However. . . I keep thinking, is inspiration really what we need?

There’s no denying the fact that inspiration helps, and it does create an environment that makes us eager to get work done. But is being inspired really a requirement in order to create art?

So many times over the years I haven’t gone into the studio because I didn’t feel that inspiration—I would tell myself that you "can’t make good art if you’re not feeling inspired," or "you can’t force creativity."

But this month I’ve been forced to reconsider my entire thought process about inspiration and creativity. I have 18 successful paintings staring me in the face that at some point I didn’t feel like working on. And each one of those paintings is a direct contradition to what I have believed and (more importantly) acted on for years.

I promise you that of all the paintings I’ve completed so far during this challenge, there have been about TWO that I couldn’t wait to get started on. Several were painted out of duty only, with no pleasure found until I neared the end and was able to see the painting coming together.
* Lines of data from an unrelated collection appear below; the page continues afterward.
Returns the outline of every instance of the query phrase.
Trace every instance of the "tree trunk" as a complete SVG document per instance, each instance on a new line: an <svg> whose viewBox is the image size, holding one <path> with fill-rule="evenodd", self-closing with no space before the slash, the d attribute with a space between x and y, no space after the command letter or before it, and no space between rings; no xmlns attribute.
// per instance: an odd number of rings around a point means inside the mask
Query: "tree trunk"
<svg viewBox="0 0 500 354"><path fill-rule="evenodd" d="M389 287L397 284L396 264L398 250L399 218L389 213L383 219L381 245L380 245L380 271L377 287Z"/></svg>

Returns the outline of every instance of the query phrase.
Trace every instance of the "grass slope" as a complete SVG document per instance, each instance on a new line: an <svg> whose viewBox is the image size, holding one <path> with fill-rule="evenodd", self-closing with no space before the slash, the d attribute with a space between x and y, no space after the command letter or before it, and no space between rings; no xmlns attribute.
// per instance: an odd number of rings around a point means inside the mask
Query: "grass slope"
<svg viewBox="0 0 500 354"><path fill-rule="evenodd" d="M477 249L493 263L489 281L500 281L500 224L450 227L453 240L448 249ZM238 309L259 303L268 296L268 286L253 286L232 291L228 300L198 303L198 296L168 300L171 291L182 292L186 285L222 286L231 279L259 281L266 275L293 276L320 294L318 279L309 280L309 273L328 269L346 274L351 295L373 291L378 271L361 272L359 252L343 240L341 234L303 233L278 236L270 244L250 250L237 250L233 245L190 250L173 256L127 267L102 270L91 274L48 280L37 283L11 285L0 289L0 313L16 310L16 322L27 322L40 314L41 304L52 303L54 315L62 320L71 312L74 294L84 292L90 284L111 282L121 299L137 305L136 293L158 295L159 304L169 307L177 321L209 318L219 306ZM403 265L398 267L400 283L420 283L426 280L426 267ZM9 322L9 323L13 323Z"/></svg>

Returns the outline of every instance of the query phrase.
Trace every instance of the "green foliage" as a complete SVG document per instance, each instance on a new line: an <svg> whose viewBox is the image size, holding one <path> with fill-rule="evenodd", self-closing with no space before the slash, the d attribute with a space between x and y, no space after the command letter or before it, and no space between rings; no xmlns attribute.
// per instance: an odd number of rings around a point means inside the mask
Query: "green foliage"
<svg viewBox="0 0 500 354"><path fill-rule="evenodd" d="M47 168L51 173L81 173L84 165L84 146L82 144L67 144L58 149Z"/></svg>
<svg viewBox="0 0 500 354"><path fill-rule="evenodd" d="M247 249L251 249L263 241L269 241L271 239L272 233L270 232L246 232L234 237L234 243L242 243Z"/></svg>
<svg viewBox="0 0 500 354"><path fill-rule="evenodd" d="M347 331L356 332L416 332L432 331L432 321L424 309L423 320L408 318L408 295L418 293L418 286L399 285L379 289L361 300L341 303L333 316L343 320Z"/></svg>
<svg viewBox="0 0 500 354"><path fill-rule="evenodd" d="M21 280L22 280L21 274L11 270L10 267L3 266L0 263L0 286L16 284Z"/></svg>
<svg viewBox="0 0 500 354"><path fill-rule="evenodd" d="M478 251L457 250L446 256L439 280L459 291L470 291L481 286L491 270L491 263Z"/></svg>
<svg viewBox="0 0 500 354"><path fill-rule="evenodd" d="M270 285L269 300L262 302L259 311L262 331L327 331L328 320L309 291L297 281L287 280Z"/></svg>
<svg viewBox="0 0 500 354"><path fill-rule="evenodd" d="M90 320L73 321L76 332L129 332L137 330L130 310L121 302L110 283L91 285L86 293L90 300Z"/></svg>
Sometimes I dragged myself into the studio, uninspired, only to find inspiration as I set up my still life and saw the potential of a beautiful painting. Other times the inspiration came from the success of the previous painting—this usually gave me a nudge to start a new painting right on the heels of another.

A fellow artist emailed me this week expressing the difficulty she sometimes has getting herself into the studio, and she couldn’t pinpoint why it happened. I have felt the same thing. . . and now that my 30dayartist challenge has been upon me for 20 days, I have to say that those feelings of avoiding my studio have gotten stronger. Perhaps for me it’s out of fatigue.

But because of all the paintings I’ve completed which I didn’t feel like working on, I’ve begun to believe that feelings of creativity and inspiration are not necessary to create good art. And to take that one step further, could it be that forcing myself to paint (whether I’m inspired or not) is the very thing that will bring on a feeling of inspiration?

If this is truly the case, then every day I should muster up my will and choose to do what I don’t feel like doing, with the knowledge that in time my feelings will follow.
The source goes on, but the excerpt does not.